Myocarditis and pericarditis are inflammatory conditions of the heart commonly caused by viral and autoimmune etiologies, although many cases are idiopathic. Emergency clinicians must maintain a high index of suspicion for these conditions, given the rarity and often nonspecific presentation in the pediatric population. Children with myocarditis may present with a variety of symptoms, ranging from mild flu-like symptoms to overt heart failure and shock, whereas children with pericarditis typically present with chest pain and fever. The cornerstone of therapy for myocarditis includes aggressive supportive management of heart failure, as well as administration of inotropes and antidysrhythmic medications, as indicated. Children often require admission to an intensive care setting.

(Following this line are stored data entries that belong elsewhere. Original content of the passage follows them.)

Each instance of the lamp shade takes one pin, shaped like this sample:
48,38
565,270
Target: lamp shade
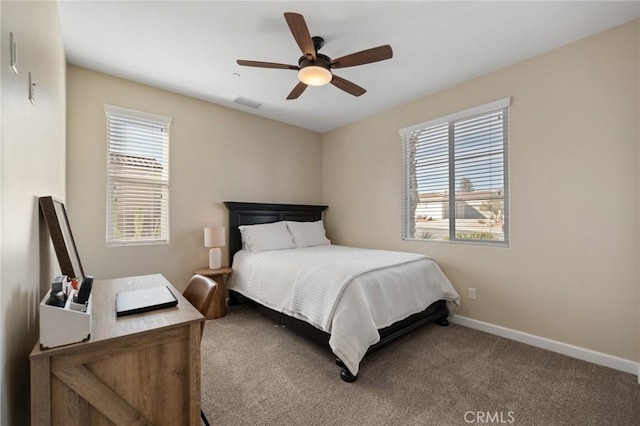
314,75
214,237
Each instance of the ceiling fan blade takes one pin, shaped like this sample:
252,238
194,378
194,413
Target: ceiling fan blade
297,91
266,65
375,54
300,32
347,86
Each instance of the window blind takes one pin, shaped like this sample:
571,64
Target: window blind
137,177
455,182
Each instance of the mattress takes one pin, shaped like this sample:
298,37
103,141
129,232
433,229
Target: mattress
345,291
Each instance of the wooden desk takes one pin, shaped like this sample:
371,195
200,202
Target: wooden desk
138,369
218,307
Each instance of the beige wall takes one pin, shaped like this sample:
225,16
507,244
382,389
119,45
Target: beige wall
216,154
571,272
32,164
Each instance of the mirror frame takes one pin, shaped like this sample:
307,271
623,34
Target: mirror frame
55,216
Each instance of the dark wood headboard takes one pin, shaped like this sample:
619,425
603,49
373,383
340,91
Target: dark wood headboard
256,213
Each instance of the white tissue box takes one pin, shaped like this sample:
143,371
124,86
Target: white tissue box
63,326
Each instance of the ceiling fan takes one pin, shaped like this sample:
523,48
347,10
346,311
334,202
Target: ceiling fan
314,69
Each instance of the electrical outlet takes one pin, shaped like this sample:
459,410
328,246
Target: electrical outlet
472,293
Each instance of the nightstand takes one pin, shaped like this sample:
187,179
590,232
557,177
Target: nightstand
218,308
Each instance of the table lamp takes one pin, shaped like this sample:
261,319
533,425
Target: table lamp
214,238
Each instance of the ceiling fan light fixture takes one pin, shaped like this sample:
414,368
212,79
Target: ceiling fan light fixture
314,75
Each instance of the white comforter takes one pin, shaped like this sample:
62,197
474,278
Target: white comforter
348,292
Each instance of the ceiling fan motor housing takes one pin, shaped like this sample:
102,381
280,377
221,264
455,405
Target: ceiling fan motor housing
321,61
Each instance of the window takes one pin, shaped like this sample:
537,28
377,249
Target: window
455,177
137,177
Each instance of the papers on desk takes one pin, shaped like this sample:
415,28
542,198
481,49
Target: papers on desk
144,300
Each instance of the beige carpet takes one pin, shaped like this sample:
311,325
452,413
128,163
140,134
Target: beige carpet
255,372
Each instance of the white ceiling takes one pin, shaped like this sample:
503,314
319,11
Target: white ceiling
191,47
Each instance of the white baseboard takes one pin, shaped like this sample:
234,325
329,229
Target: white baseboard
584,354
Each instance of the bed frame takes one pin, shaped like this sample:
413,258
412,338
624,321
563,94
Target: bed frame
256,213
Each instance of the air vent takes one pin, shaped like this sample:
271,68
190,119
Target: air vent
247,102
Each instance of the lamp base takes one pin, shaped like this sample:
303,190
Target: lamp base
215,258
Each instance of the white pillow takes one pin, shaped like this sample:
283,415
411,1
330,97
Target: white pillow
308,234
267,236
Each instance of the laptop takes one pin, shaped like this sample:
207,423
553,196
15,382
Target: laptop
144,300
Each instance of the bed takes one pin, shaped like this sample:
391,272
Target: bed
360,312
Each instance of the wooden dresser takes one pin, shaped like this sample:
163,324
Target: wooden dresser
138,369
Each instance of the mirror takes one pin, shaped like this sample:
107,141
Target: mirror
55,215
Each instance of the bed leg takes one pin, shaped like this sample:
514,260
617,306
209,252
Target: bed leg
443,322
345,374
233,299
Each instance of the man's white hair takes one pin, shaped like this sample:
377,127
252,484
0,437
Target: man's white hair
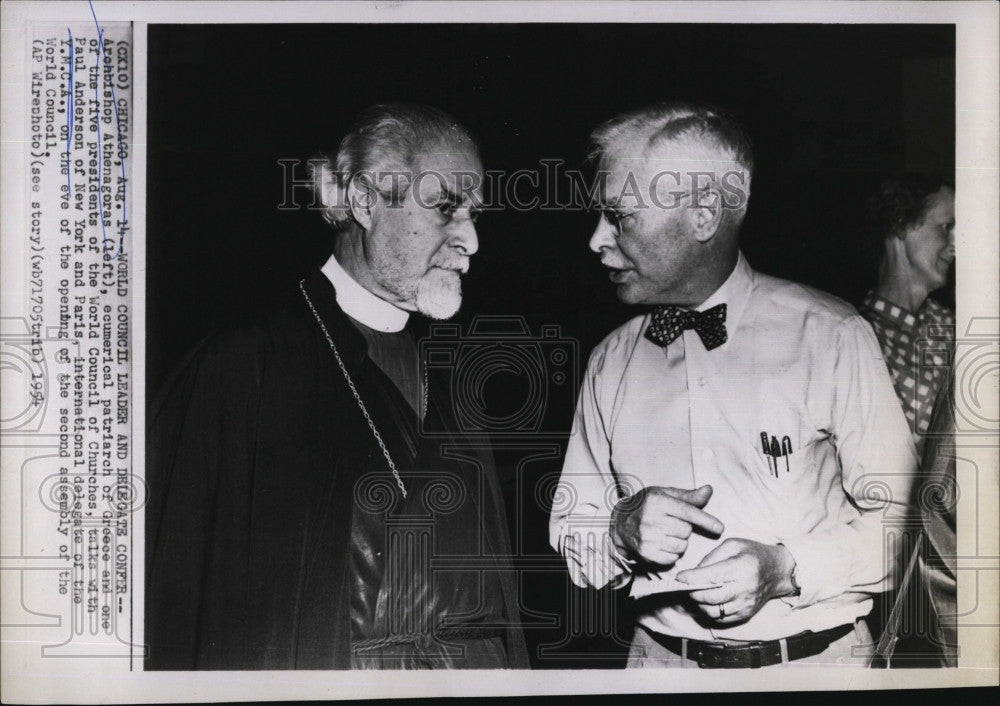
724,141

The acute management of pericarditis includes recognition of tamponade and, if identified, the performance of pericardiocentesis. Medical therapies may include nonsteroidal anti-inflammatory drugs and colchicine, with steroids reserved for specific populations. This review focuses on the evaluation and treatment of children with myocarditis and/or pericarditis, with an emphasis on currently available medical evidence.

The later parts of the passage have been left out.